The scenario is such that as long as I have $> 0$ tokens I can continue to play (so I can play into infinity if I have enough money) and I can always opt to stop playing. I can wager any amount as long as I have enough tokens to do so, and I double my wager with probability $p$ and lose my wager with probability $q= 1 - p$ each time I play the game. I begin with $n$ tokens at time $t$. Each attempt at playing the game is independent. Also, if it matters, assume that $p > q$.
In trying to figure out the optimal stopping policy, I went with the common idea that 'stop if the expected value of continuing is less than or equal to the current number of tokens'. But in trying to figure out the expected value of continuing I run into the following issue:
So I am trying to calculate the value of playing the game using the 'dynamic programming'/optimal stopping approach. So at time $t$, the value of one's position and option to play the game is $X_t^{0,n} = \max(n, \mathbb E_t[X_{t+1}^{1,n}], \dots, \mathbb E_t[X_{t+1}^{i,n}], \dots \mathbb E_t[X_{t+1}^{n,n}])$, where $X_i^{k,j}$ is the value of being at time $i$ (with the option of playing the game) having bet $k$ while having amount $j$ at the previous time $i - 1$.
So to calculate $\mathbb E_t[X_{t+1}^{i,n}]$, using the tower property, we have $\mathbb E_t[X_{t+1}^{i,n}] = p \cdot \max(n + i, \mathbb E_{t+1}[X_{t+2}^{k,n+i}])_{k \in [1, n+i]}) + \\ q \cdot \max(n - i, \mathbb E_{t+1}[X_{t+2}^{k,n-i}])_{k \in [1, n-i]})$
This is already looking a bit convoluted, but I think it is 'codeable' recursively so I went with this approach. The issue I face is when I am trying to figure out the conditions for which to stop the evaluations of the expectations recursively. I know that when the token amount is $0$ that the value of the position is $0$.
But I can't seem to figure out how to stop the running of the recursions for when money is constantly being earned. For example, when calculating the cases when the person keeps winning rounds, the calculation of the expectation into the future will just keep going endless since the person can play endlessly.
Another issue is maybe that I am setting the problem up incorrectly, so it'd be helpful to know if there's a better way to figure this out. Also the optimal stopping policy may be much more obvious than doing whatever I am trying. Thanks!
I did not check the details of your recurrence equations, but the issue seems (to me) to be this: the expected values are all infinite.

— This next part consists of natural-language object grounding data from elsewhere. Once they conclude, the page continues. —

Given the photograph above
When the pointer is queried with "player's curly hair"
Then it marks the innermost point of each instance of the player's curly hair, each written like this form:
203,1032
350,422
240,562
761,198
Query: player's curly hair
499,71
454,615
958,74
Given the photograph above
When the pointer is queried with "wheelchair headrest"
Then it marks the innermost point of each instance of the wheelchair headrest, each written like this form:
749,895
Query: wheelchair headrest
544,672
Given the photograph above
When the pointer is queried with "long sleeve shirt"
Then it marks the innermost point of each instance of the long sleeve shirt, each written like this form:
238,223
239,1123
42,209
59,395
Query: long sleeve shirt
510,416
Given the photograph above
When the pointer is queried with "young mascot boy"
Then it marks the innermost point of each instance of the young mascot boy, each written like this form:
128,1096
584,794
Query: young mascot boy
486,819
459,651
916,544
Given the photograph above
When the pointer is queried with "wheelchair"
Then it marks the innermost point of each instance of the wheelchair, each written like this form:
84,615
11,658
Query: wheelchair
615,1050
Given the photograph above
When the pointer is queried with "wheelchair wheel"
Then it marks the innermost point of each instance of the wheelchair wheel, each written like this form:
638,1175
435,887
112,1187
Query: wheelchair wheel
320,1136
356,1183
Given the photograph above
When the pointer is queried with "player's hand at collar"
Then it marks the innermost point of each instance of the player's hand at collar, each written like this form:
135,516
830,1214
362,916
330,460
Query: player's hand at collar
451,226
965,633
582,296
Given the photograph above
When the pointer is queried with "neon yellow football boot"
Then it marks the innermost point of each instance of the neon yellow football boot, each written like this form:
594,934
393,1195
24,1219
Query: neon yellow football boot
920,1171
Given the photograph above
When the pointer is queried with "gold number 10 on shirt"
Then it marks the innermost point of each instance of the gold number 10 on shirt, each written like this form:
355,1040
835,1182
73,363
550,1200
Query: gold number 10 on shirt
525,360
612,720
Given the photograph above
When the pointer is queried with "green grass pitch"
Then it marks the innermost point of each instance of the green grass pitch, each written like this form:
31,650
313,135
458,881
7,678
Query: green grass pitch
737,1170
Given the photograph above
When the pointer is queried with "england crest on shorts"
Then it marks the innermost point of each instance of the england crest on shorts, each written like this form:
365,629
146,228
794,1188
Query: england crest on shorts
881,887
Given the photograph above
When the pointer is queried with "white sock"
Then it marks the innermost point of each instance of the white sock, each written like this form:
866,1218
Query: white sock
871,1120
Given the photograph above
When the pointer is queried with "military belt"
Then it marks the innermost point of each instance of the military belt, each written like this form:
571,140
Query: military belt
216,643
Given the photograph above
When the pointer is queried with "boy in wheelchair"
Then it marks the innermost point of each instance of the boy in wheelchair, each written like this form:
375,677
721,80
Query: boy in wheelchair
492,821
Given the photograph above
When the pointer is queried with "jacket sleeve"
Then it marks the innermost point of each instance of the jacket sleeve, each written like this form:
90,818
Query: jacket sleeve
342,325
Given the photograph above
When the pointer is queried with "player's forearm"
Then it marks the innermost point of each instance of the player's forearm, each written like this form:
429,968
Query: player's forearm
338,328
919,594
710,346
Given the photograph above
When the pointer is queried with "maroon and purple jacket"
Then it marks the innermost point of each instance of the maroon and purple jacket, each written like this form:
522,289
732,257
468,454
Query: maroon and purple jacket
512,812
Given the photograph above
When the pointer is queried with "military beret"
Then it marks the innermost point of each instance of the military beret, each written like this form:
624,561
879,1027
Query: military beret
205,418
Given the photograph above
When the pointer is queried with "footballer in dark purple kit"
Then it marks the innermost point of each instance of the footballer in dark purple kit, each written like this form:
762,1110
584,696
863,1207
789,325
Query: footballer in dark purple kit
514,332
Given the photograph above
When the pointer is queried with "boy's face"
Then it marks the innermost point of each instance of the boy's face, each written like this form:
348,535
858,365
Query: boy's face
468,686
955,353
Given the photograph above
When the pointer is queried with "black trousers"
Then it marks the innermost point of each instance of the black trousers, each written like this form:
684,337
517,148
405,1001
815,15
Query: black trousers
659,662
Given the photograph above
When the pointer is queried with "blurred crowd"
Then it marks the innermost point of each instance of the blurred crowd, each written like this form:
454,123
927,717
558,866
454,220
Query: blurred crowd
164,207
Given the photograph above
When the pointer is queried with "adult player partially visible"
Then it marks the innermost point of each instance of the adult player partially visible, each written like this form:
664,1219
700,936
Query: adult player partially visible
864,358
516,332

If I understand correctly, you are trying to calculate the expected value under optimal strategy, right? Instead, lets consider the (sub-optimal?) strategy of just betting one token every time. This is a simple, unit-step-size, 1-D, biased random walk, which is solved here and in some other online course notes. The probability of ever hitting zero is $<1$, i.e. there is a $>0$ probability of never going bankrupt. I cannot find a reference right now, but I'm guessing this, together with the positive expected profit per wager, imply that the expected value for the sub-optimal strategy is infinite - based on the argument that if e.g. you have a $99\%$ chance of going bankrupt and a $1\%$ chance of unlimited growing bankroll, then your expected value is infinite. And of course, if the expected value for the bet-one-token-every-time strategy is infinite, then the expected value for any optimal strategy will also be infinite.
Assuming everything above checks out correctly, then the issue is that asking for optimality in terms of maximizing expected value is not the right question. So the discussion becomes what should be the right question. Here are several modifications I think are related.
First, the best known example of an infinite expected value which is "counter-intuitive" is probably the St Petersburg Paradox. That wikipedia article also discusses several ways to change the question so that it has a more sensible, finite expected value as answer.
Second, if you change your setting and allow fractional wagers, then the problem is often analyzed via the Kelly criterion. This ignores the issue of going bankrupt (which is not what you want) and instead asks for maximizing growth rate (which is intuitively a way of comparing infinities).
Third, and maybe simplest to do, if you put an artificial limit to prevent infinities from happening, then your problem is well defined and the recurrences have finite values. E.g. you can declare there are a maximum of $T= 10000$ turns, or the bankroll can only reach a maximum of $M= 1000000$ tokens, etc.